По дороге мимо гаража часто проходили караваны бесшумно и быстро кативших крытых грузовиков, раскрашенных зелеными и коричневыми разводами. За некоторыми мотаясь прыгали на толстых шинах короткоствольные пушки. На рвущихся вперед мотоциклах проносились резвые стаи веселых людей в желтых с раструбами перчатках.

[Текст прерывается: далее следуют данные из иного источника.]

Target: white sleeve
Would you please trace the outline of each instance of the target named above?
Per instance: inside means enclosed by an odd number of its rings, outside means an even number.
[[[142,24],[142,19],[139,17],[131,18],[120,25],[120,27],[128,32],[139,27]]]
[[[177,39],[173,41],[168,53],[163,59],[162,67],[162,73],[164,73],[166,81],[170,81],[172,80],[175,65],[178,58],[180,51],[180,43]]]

— Да, это война англичан, — говорили французы, смотря им вслед, и я жалел, что я не в английской армии.
По вечерам нас отпускали в город. Низкие дома, неровные мощеные булыжником улицы. Только в старой церкви что-то средневековое, торжественное. Еле различимые во мраке высокие своды, свечи перед мерцающей золотом Мадонной. На скамьях с высокими резными спинками беззвучно шевелили губами призраки старух. Надпись на мраморной доске: в таком-то году, Anno Domini (я не мог разобрать латинские цифры), враги подошли совсем близко, но Господь не допустил, чтобы они взяли город.
Кроме церкви и лавок здесь были еще: два отеля, кино, три публичных дома. В бистро нельзя было получить порядочного кофе.